Osinbajo, Babalola, Akpata urge review of legal education curriculum

Law
  • Say lack of inter-disciplinary modules affecting lawyers

The Vice President, Prof. Yemi Osinbajo (SAN); founder of Afe Babalola University (ABUAD), Ado-Ekiti, Chief Afe Babalola (SAN) and President of Nigerian Bar Association (NBA), Mr. Olumide Akpata, have identified obsolete curriculum as one of the biggest challenges confronting the country’s legal education.

The Guardian reports that they stressed the need for holistic overhaul of the curriculum to reflect the contemporary realities, saying the existing one had not kept pace with global development and societal needs.

They said that knowledge of legal principles and theory alone does not make good lawyers. They made the call in Ado-Ekiti, the state capital yesterday, at the 2022 Legal Education Summit organised by the NBA in collaboration with Afe Babalola University.

Osinbajo lamented that the Nigerian Law Schools were still producing lawyers that could not measure up to contemporary benchmark and global best practices in the legal profession, adding that a well-articulated review of the obsolete curriculum would ensure a critical role in ensuring that law graduates acquire qualitative legal education and compete favourably with their contemporaries.

The Vice President, who spoke through virtual broadcast, emphasised the need for law graduates to be subjected to intense practical training and also be exposed to the mastery of intricacies of the legal profession.

Babalola, who advocated a Central Law School, faulted the recent creation of six new schools, saying that the proliferation of the training grounds would not solve the problem of access to legal education.

He noted that the best way to address the problem of access to quality legal education was to establish centralised law school with modern facilities and seasoned faculty members of international repute.

In his submission, Akpata urged need for review of the curriculum, saying experience with fresh law graduates had shown that they lack the requisite knowledge to fit into today’s law practice.

He lamented that the curriculum being used in the universities and the Nigerian Law School had hardly changed over the years, saying that there is urgent need to review the present curriculum to meet the global developmental challenge.

Also The Punch reports that in his speech, the NBA President urged the National Assembly not to see legal education as constituency projects, which the proliferation of law school campuses connoted.

He said legal education was too important to be reduced to constituency projects, querying, “How do you set up law school campuses when you cannot finance them?”

Akpata said the summit was conceptualised to intervene in legal education and fashion out policies that could inject sound legal education in the country.

Speaking on the establishment of six new law school campuses, he stated, “The National Assembly should bear in mind that the existing campuses are grossly underfunded and that it would be wrong to establish more under this context.”

The NBA president also appealed to the Federal Government to reach an agreement with the Academic Staff Union of Universities so that lecturers could return to work and save the country’s ivory towers from total collapse.

Akpata stated, “Our government should stop paying lip service to the issue.

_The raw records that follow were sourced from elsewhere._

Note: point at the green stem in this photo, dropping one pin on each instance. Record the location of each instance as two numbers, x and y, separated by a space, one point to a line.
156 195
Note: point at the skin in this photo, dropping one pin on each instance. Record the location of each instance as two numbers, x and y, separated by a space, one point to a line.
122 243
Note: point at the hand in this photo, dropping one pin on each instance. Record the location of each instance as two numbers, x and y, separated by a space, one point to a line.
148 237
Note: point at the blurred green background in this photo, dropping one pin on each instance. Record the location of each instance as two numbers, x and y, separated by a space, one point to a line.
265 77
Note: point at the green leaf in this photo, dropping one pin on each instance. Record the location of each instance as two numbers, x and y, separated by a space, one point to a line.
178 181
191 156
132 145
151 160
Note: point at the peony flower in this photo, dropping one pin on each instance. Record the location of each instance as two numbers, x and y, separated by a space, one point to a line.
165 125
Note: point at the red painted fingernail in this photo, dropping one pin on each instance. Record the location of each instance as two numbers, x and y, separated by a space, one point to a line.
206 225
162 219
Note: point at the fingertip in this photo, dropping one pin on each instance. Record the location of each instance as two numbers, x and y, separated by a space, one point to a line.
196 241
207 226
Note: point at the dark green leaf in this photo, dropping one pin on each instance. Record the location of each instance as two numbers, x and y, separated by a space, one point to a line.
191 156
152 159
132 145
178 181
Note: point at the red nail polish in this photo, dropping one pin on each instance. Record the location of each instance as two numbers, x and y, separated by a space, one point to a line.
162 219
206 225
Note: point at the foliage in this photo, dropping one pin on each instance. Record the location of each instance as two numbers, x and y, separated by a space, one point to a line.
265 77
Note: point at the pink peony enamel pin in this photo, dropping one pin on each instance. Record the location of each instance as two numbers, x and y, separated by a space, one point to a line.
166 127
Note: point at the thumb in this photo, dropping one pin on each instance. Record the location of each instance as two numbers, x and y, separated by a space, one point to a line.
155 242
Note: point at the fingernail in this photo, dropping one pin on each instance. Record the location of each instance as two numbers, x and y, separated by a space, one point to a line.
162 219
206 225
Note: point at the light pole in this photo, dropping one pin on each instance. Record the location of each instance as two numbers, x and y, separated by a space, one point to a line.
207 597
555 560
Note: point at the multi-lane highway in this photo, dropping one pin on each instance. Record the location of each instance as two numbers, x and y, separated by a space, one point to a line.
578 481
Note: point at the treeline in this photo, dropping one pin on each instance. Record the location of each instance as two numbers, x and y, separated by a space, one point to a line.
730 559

The government needs to get serious about how it wants to run education in Nigeria right from budgetary allocation.

“Education at all levels must get the seriousness it deserves. Let the government fulfil its own side of the pact. Government should quickly do what is necessary to open our schools for normal activities. Strike and school closure have recurred over and over again.

“With time, the brand ‘Nigerian trained’ may become an albatross, because employers will start asking how you were trained. So, it is important for the government to resolve the issue if they think the education of the Nigerian children is still important.

“We are going to be looking at our curriculum. We will also look at technology. We are also looking at our teaching methodology, quality assurance and the issue of the decentralisation of the Nigerian Law School.”

The Chairman, 2022 Planning Summit and ABUAD Deputy Vice-Chancellor, Prof Damilola Olawuyi, stated that the summit was geared to reset the system, since policy makers in Nigeria had come to the realisation that the legal education system had declined geometrically.

Olawuyi said discussants at the event, which would be declared open by Vice-President Yemi Osinbajo, included the Attorney-General of the Federation and Minister of Justice, Abubakar Malami; Minister of Education, Malam Adamu Adamu; Executive Secretary, National Universities Commission, Prof Abubakar Rasheed; and ABUAD founder, Aare Afe Babalola.